Why burnout is a growing problem in cybersecurity

When Tony was signed off for burnout from his cybersecurity awareness role at a major UK ecommerce company last year, it had been a long time coming.

“Many of us in cyber, we put our hearts into our job. There’s a lot of passion involved.”

He had found it progressively harder to sleep, and to go into the office.

Tony, who did not want his real name used, recalls the Wannacry ransomware attack in 2017. “It was a Friday and something came up on BBC News.”

The security team got on a call that evening and the decision was taken to remove every single device from the network.

“And it was Sunday afternoon that I came offline,” he says.

The firm hadn’t been hit by the bug, he says. “It was all preparatory work.”

Tony said this pattern is currently being repeated across organizations trying to protect themselves against the Scattered Spider attacks that hit retailers and other businesses this year.

And, he says, “I can’t even imagine what the folks at Co-op and M&S have gone through.”

“If you think you might be burning out, you’re already on your way there,” says Andrew Tillman, former head of cyber risk and assurance for the UK’s Health Security Agency.

He says cyber security can, at times, be “the best job in the world”. But when things get bad “it can be a bit of a dangerous place to be”.

Mr Tillman has suffered bouts of “burnout” himself through his four years at the agency.

That stress is revealing itself in data collected by ISC2, the membership organisation for cybersecurity professionals.

Its annual Workforce Study showed a 66% favourable job satisfaction rate in 2024, down four percentage points from the previous year.

Burnout is a “major issue” for the sector, ISC2’s chief information security officer Jon France says.

He says professionals in the industry are increasingly being asked “to do more with less” which only increases stress and job dissatisfaction.

“Cyber professionals rarely work nine to five”, he adds, “Even if they do, they remain on call because threat actors don’t adhere to office hours.”

Part of the issue is that hackers have become more aggressive, prepared to target critical national infrastructure, or cripple health organizations with ransomware.

Also, hackers backed by nation states are also accounting for more attacks, whether to carry out espionage, steal IP, spread misinformation, or cause disruption, or even seek financial gain on their own account.

North Korean hackers, for example have become more active and adept at using cybercrime.

Earlier this year hackers, thought to be working for the North Korean regime, stole $1.5bn (£1.1bn) worth of digital tokens from crypto exchange ByBit.
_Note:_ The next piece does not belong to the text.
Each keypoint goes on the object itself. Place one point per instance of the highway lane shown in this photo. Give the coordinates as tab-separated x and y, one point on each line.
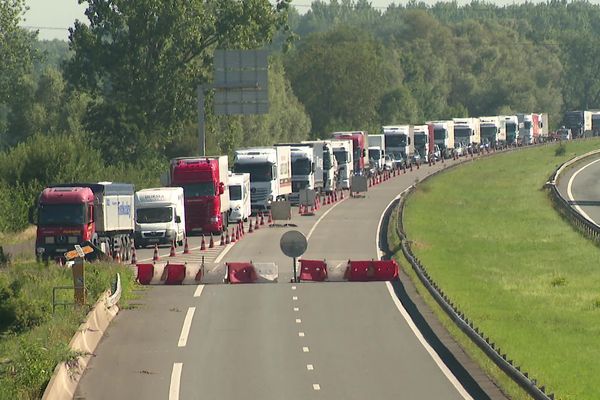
580	186
274	341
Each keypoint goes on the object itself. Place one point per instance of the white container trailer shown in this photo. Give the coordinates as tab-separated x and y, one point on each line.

US officials estimate that half of North Korea’s foreign currency acquisition comes from cyber theft.

As private and public sector organizations have digitized more of their operations, the ramifications of a cyber attack or data breach are more severe.

Mr Tillman says: “There’s always that conscious thought about ‘if it goes wrong, how could this impact the individuals on the street? How could it affect their jobs, their livelihoods?’.”

Staff turnover is particularly pronounced in entry level roles, says Lisa Ackerman, former deputy chief information security officer (CISO) at GSK, and CISO Council strategic lead at Cybermindz, a non-profit targeting burnout in cyber security.

Constant alerts from warning systems might compound the problem, presenting professionals with a barrage of data they have to make sense of.

This could be a particular issue for the younger professionals in frontline roles and security operations centres.

But non-frontline roles are not immune, says Mr Tillman.

Managing risk and ensuring organisations meet compliance and regulatory obligations can be a challenge when other teams are desperate to get new applications or services live without considering all the security angles.

Cybermindz founder Peter Coroneos says cybersecurity workers can be caught in a “blame culture” where their successes are “low visibility”.

This leaves them carrying “a low level of dread”, he explains.

For younger workers this can be damaging, as the human brain is still developing well into the 20s, Mr Coroneos says.

“So, if you are recruiting people whose brains are not fully formed and putting them in high-stress roles, then you are potentially setting them up for long-term problems in terms of their own cognitive and emotional wellbeing.”

Cybermindz offers a “structured neural training regime” which aims to get subjects back to a sense of psychological safety.

“If someone’s having a panic attack, telling them to just calm down isn’t actually going to work. You need to address neurochemistry,” says Mr Coroneos.

Ultimately, says Mrs Ackerman, “We want to get to some kind of legislation for cyber teams like we have for air traffic controllers and doctors and pilots and people who are first responders. Which, in reality, cyber defenders are.”

In the meantime, it’s down to organizations and workers to watch out for the signs of stress before they turn into something more ominous.

Mr Tillman says he is now far more aware of the warning signs of impending burnout, which for him include changing sleep patterns or eating habits, taking less exercise or not walking the dog.

“It’s almost like a cyber breach,” he explains. “You should assume it’s on its way and work towards not allowing it to happen.”